I-so-lay-chon

Posted: 22nd January 2016 by Christian in Blog

Let’s get weird.
The isolated brain is a concept many, many scientists and sorcerers have tried on since the beginning. Can you take a brain out of the body and keep it alive?
Not really, no. But people give it a go. If you’re feeling ghoulish, here’s Sergei Brukhonenko and Boris Levinskovsky and their dog head experiments.

Obviously, the below video has some dog grotesqueness.

They were hardly the first.

In the 1880s, a French doctor by the name of Jean Baptiste Vincent Laborde got a bit clever with it. Thirty years earlier, an Englishman claimed he revived a dog head after ten minutes. Laborde was a bit more ambitious.

Also, there was a debate going on in France about which was more humane. Traditionally, the guillotine was considered more merciful, but people claimed to have seen severed heads gnashing teeth, crying, all sort of horrible things. State-sponsored murder is supposed to be swift, merciless but not cruel (hi, Clayton Lockett) so this had to be investigated.

Provided with several executed criminal’s heads, he took one and attached it to a dog’s carotid. Another was injected with oxygenated cow’s blood. In each case, things happened. Eyes opened, jaws twitched, faces moved. But none of the experiments yielded much valuable data and so it was a while until science types would get stuck in to severed heads for a while.

Murder

In 1883, a man “powerfully muscled, movements of extraordinary agility, the ascetic and hard features, to acute small eyes, tormented fierce…” entered the home of Monsieur Ducros-Sixt and killed him and his sister with a stonemason’s hammer.

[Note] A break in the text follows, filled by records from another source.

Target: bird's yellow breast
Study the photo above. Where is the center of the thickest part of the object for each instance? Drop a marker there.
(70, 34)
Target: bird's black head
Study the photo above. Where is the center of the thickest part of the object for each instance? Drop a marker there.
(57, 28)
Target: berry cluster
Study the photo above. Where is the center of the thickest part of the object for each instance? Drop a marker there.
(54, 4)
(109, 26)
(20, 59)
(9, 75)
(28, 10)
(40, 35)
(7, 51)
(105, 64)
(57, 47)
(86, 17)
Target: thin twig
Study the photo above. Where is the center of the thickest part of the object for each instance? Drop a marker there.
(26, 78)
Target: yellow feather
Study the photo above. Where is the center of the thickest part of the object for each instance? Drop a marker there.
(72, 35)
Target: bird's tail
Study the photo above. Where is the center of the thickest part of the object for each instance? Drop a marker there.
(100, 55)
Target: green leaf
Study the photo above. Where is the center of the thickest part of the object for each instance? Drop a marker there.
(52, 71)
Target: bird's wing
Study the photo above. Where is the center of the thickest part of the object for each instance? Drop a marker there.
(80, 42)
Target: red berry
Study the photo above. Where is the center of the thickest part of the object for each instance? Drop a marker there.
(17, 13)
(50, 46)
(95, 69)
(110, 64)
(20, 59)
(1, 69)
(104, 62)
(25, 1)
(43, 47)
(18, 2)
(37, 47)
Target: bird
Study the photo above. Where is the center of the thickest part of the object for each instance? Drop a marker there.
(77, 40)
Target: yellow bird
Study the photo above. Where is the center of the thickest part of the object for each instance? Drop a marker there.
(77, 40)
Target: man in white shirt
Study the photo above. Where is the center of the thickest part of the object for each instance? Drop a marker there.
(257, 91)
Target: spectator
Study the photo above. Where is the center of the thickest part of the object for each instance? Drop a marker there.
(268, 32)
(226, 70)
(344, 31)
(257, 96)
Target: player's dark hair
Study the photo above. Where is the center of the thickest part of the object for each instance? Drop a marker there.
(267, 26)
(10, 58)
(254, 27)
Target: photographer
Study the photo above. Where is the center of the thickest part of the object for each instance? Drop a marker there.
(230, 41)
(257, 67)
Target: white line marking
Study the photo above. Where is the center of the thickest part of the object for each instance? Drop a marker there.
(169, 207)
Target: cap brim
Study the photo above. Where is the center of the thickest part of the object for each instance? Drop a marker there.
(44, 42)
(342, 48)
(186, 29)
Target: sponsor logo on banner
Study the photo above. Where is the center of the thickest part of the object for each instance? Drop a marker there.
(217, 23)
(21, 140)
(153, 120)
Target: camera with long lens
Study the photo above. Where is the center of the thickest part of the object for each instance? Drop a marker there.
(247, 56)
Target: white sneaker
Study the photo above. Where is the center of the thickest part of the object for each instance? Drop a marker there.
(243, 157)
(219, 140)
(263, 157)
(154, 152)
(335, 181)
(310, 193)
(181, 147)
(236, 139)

Arrested, the murderer refused to give a name, or even a profession. He did not deny the crime. So they called him Campi, just a name for the books, and found him guilty.

“Gentlemen judges want to take my head. They will take it without a label!”
His last words. They cut off his head and gave it to Laborde.

The crime writer Leon noted “tried to revive with the blood of a dog for a few minutes, to talk about the bloody head. The experiment did not succeed…”

Now, that should be the end of Campi.

But here’s where things get weird.

Black Magic!

People have always been attracted to death. Found a power in the corpse. Even today in Africa, the limbs of an albino are worth real money because of their spiritual properties. But this isn’t new. Gladiator heads, teeth, hair, blood, were healing to the ancient Romans. Hands of Glory were a well-known folk magic, the severed hands of hanged criminals had magical powers. Nooses that had claimed lives were popular talismans. The infamous witches flying ointment, the fat of an unbaptised child you’d drink. Sandy Childs, teenage child-murderer, stabbed and 8 year old to death and tried to get his fat. In 1995.

Someone removed Campi’s skin. With the purpose of using it as binding the medical reports that would be made on him. This was 1883.

Now, as an aside, in 1883, the world was three years away from having a car. Bacteriology was getting up and running. You could iron your clothes. This was not a primitive age.

Nevertheless, someone took Campi’s skin and transformed it into an amulet.

Most amulets are prophylactic. They protect. They prevent. But being near a death, an execution, was sometimes considered healing.

Who knows what the amulet was for, coins and the human skin of a murder, who’s brain was fed dog’s blood.

I think we make a mistake hiding our dead and our death. I think we error when we suggest the price of public hygiene is worth cutting away our morbid fascinations with our own ends.

Can you honestly say you’ve no use for something like this?